Воскресший Христос еще раз сошел с небес в Пятидесятницу,
Пускал по земле Свой Святой Дух, (6, 121 и др.)
и после этого он пребывает в небесной отрешенности от человечества, царящий над миром, как его грозный Судия. Никогда народный певец не показывает Его отвечающим на молитвы, снисходящим для помощи и утешения в беде - то, чего народ ждет от святых и Богородицы. Христос оставил людям свой закон и - Судия Праведный - придет потребовать отчета. В «Свитке Иерусалимском»{105} Христос посылает людям свое последнее предупреждение. Это письмо, упавшее с неба в камени (подобно книге Голубиной), где является людям
Яво (Христа) рукописание,
Духом Святым напечатано.
Письмо содержит указание на близость конца:
Чада вы Мои...
Время Божие приближается, (6, 69)
Христос обличает грехи человеческие, указывает путь спасения.
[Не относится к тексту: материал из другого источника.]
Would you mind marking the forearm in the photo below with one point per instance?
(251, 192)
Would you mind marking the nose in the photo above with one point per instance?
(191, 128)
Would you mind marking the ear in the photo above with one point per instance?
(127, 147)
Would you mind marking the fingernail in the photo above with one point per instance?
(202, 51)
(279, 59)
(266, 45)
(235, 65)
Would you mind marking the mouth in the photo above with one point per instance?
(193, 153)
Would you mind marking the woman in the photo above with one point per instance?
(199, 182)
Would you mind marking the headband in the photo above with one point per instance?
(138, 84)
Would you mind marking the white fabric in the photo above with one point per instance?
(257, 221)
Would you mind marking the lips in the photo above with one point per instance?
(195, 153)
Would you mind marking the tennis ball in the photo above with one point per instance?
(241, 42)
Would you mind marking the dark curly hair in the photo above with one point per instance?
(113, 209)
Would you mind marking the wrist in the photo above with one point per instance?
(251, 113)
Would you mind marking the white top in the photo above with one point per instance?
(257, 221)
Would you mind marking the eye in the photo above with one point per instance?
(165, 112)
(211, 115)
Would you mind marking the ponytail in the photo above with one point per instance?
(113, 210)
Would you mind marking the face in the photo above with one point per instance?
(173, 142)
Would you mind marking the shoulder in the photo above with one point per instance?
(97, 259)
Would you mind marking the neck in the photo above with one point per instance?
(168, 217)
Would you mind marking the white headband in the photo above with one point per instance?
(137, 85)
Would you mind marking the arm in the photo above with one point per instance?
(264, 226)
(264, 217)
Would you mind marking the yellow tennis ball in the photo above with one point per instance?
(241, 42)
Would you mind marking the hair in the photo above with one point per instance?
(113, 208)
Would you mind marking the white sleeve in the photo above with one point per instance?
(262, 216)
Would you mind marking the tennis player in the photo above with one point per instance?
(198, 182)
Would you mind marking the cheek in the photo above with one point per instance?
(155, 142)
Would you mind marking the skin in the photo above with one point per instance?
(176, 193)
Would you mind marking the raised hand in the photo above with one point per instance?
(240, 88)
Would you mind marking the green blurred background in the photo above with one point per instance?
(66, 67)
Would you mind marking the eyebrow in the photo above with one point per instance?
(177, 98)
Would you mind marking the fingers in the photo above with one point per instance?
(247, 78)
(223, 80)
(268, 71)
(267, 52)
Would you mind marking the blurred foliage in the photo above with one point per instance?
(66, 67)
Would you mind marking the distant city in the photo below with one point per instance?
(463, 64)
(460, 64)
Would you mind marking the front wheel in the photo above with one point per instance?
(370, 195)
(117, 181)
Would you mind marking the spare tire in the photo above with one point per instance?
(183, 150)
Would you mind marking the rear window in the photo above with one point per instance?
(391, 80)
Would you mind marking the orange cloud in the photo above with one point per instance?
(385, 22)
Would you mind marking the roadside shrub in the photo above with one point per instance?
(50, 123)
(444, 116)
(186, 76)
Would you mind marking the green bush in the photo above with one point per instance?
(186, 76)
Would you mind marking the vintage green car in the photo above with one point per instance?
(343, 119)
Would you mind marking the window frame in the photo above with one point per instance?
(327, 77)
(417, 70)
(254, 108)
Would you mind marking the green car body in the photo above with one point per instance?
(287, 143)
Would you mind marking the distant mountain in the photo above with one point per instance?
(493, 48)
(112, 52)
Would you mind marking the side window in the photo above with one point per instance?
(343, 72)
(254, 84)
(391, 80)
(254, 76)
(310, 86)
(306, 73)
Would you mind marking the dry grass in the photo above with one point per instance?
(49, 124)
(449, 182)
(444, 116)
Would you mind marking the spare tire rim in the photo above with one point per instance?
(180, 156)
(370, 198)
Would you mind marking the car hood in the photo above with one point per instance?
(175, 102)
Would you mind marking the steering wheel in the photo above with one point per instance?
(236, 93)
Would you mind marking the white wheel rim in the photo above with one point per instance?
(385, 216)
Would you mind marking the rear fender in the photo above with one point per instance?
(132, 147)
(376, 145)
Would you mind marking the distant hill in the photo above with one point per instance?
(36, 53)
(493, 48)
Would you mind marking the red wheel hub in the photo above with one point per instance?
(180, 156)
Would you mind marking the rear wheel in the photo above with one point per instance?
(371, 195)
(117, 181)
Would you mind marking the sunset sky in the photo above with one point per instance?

Кончается оно эсхатологической угрозой, отличной от канонической апокалиптики:
Да не послушаете Мои заповеди,
Разодвину Я седьмое небо,
Спущу на вас каменья горящую,
Воду кипящую,
Побью вас камением на земле. (6, 71)
Или иначе:
Сотворю вам небу медную,
Землю железную...
Поморю вас гладом на земле, (6, 72)
Или, еще ужаснее, в одном из «богородичных» вариантов стиха о Страшном Суде:
Сошлю я на вас остропилателей[45],
Судьи вам немилостивые...
Сошлю на вас споядателей,
Птицу Главину, крылья орлины,
Крылья орлины, ноги железныя,
Власы на них женския:
Расточат вашу кровь христианскую. (5, 121)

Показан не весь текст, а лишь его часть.